DNAJC9 integrates heat shock molecular chaperones into the histone chaperone network

Summary From biosynthesis to assembly into nucleosomes, histones are handed through a cascade of histone chaperones, which shield histones from non-specific interactions. Whether mechanisms exist to safeguard the histone fold during histone chaperone handover events or to release trapped intermediates is unclear. Using structure-guided and functional proteomics, we identify and characterize a histone chaperone function of DNAJC9, a heat shock co-chaperone that promotes HSP70-mediated catalysis.
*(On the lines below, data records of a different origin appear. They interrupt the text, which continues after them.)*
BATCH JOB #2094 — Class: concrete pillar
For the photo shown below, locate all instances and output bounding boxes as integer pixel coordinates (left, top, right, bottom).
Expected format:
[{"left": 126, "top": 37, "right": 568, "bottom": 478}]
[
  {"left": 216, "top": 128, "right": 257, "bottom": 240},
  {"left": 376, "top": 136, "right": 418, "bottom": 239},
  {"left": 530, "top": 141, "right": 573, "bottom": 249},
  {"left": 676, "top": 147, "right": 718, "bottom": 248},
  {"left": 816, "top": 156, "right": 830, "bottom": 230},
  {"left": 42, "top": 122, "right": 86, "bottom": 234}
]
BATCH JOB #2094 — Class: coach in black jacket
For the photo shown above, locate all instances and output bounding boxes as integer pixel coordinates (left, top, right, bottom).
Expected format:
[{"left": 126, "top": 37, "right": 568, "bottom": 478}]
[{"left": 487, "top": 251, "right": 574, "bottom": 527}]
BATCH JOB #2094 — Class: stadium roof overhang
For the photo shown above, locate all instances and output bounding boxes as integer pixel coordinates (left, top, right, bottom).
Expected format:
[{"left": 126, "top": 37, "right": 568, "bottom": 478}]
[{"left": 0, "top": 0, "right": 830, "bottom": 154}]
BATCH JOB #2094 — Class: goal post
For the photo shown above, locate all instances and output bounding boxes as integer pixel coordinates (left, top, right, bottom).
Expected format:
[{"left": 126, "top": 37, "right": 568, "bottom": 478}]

We elucidate the structure of DNAJC9, in a histone H3-H4 co-chaperone complex with MCM2, revealing how this dual histone and heat shock co-chaperone binds histone substrates. We show that DNAJC9 recruits HSP70-type enzymes via its J domain to fold histone H3-H4 substrates: upstream in the histone supply chain, during replication- and transcription-coupled nucleosome assembly, and to clean up spurious interactions. With its dual functionality, DNAJC9 integrates ATP-resourced protein folding into the histone supply pathway to resolve aberrant intermediates throughout the dynamic lives of histones.
Graphical abstract
Highlights • DNAJC9 is a dual histone chaperone and heat shock co-chaperone • Crystal structure reveals the binding mode of DNAJC9 with H3-H4 dimers • DNAJC9 recruits HSP70 enzymes to guard histone structural integrity • ATP-dependent protein folding is integral to histone chaperone biology
Hammond et al. identified and characterized a histone chaperone functionality in the heat shock co-chaperone DNAJC9. DNAJC9 directs molecular chaperones to histone substrates, facilitating their supply to and transactions within chromatin. This study highlights that histone chaperones and molecular chaperones combine to fully protect histone proteins on route to chromatin.